SEO writing has two small jobs that have huge consequences: choosing the right keywords and writing the meta description that earns the click. Both are perfect tasks for AI — short, structured, and pattern-driven. The trick is to organise keyword work around search intent, not raw volume, and to brief meta descriptions as ads, not summaries.
Most teams treat keyword research as a list-building exercise: feed a seed term to a tool, copy the highest-volume results, write articles around them. The reason this rarely works is that volume is a proxy — what really matters is whether the search intent matches what your business can deliver. AI is excellent at sorting keywords by intent if you ask it to. And meta descriptions, often left until the last second of the publishing process, are basically search-result ads — a separate copywriting task with its own rules.
Search queries map to four types of intent: navigational (the user wants a specific site), informational (the user wants to learn), commercial (the user is comparing options), and transactional (the user is ready to buy or sign up). Every keyword belongs to one type, and the type determines what kind of content can rank for it.
A common mistake is writing a blog post for a transactional keyword. "Buy noise cancelling headphones" is transactional — Google ranks product pages, not articles.
How to choose noise cancelling headphones
is informational — articles can rank. Same topic, two different intents, two different content types. AI is happy to classify intent if your prompt names the four buckets.
Weak prompt
Give me a list of 50 keywords about email marketing.
You will get 50 random phrases mixed across intents and difficulty levels. There is no plan, no grouping, no strategy. You still have to do the real work — sorting and prioritising — and AI just added noise rather than signal.

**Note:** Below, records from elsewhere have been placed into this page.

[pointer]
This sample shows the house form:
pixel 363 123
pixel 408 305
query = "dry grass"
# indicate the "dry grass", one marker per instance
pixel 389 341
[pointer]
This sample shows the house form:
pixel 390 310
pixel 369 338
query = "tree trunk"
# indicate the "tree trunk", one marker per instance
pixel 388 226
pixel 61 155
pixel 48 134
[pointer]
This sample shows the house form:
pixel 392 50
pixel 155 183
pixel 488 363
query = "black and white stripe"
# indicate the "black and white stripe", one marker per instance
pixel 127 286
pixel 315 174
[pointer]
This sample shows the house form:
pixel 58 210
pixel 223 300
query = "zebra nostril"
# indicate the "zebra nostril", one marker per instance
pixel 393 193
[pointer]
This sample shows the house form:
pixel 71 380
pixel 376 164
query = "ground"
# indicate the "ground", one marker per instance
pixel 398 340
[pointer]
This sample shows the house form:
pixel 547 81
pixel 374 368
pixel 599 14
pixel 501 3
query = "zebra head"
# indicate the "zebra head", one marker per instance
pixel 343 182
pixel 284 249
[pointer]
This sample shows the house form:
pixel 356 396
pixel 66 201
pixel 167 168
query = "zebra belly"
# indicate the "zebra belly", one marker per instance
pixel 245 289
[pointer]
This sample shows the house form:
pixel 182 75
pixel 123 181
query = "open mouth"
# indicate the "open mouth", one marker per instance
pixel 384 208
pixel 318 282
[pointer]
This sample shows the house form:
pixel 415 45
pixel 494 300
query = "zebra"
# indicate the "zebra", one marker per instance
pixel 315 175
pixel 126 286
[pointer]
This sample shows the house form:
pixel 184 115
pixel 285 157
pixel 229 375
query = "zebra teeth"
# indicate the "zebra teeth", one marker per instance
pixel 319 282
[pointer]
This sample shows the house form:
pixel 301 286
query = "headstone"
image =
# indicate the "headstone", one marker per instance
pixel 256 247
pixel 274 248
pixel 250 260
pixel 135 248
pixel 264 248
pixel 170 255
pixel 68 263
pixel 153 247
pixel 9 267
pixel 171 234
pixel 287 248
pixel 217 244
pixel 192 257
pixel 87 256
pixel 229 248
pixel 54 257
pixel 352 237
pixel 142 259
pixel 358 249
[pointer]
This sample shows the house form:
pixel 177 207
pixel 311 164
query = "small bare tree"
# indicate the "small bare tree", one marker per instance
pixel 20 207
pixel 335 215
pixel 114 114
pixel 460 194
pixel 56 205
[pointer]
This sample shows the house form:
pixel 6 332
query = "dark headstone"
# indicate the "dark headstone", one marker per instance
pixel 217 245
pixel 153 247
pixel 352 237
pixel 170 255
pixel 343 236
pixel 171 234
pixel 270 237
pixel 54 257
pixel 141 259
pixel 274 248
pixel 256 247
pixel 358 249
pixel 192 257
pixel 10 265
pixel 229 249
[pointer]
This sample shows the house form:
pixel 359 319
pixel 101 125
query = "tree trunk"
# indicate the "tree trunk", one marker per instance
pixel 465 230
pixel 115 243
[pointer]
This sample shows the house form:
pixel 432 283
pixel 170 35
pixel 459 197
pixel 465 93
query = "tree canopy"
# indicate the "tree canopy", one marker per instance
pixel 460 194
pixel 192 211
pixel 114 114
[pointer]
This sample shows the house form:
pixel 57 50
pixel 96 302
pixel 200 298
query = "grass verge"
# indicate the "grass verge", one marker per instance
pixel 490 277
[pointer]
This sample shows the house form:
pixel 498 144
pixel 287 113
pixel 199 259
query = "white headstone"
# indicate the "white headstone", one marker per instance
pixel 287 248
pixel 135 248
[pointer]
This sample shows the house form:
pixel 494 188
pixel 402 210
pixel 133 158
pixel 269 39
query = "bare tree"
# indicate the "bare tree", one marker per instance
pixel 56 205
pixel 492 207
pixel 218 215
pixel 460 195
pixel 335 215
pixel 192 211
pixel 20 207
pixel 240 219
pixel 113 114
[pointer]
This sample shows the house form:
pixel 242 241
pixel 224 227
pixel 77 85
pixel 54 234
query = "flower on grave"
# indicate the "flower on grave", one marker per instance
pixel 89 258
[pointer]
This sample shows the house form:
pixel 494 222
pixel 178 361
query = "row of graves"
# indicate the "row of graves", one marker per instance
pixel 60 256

Use one prompt for intent-classified keyword research and a separate prompt for meta descriptions. Each does its job well.
Keyword research prompt
Act as an SEO strategist who has shipped content
plans for small B2B SaaS companies.
Topic area: email marketing automation for online
course creators.
Audience: Solo creators and small teams (under 5
employees) who already sell courses and want to
automate their email funnels.
Produce a keyword plan as follows:
1. 8 informational keywords (what the audience
would type to learn)
2. 6 commercial keywords (comparison, "best",
review-style)
3. 4 transactional keywords (close to buying)
4. 4 navigational keywords (brand-related, including
competitor names)
For each keyword, return:
- The keyword phrase
- Intent type (one of the four above)
- The content format that best matches the intent
(e.g. "long-form guide", "comparison post",
"landing page")
- One sentence describing the searcher's likely
state of mind
Avoid keywords with obviously high competition
(generic single-word terms). Prefer 3–5 word
long-tail phrases.
Meta description prompt
Act as an SEO copywriter.
Write 3 meta description variations for the
following blog post.
Title: "How to Build a 5-Email Welcome Sequence
for Your Online Course"
Target keyword: "welcome email sequence for online
courses"
Content summary: A practical guide to mapping out
the 5 emails a new student should receive in their
first week, with examples and templates.
Constraints:
- Between 140 and 155 characters
- Include the target keyword naturally
- End with a benefit, not a feature
- One variation must use a question
- One variation must use a specific number
- No words: "comprehensive", "ultimate",
"everything you need to know"
Return as a numbered list with character count
for each.
The keyword plan returns a structured grid you can drop straight into a content calendar. The meta description prompt returns three short variations — one factual, one question-led, one number-led — each within the character limit. You pick the strongest and ship.
Tip: After AI produces the keyword plan, paste it back and ask: "Group these keywords into 3 content clusters and propose a pillar page for each cluster." This is the start of a topic-cluster SEO strategy, in one follow-up prompt.
Pick a topic relevant to your work and run the keyword research prompt. Then ask AI to group the keywords into 3 content clusters with a pillar page idea for each. Save the output as the start of a real content plan.
Take three blog posts you have already published and ask AI to write 3 meta description variations for each. Compare to your current meta descriptions and pick the strongest version for each post.
Ask AI: "For each keyword in the plan, suggest one related question that people might also search." This gives you a ready-made FAQ section and helps you target featured snippets.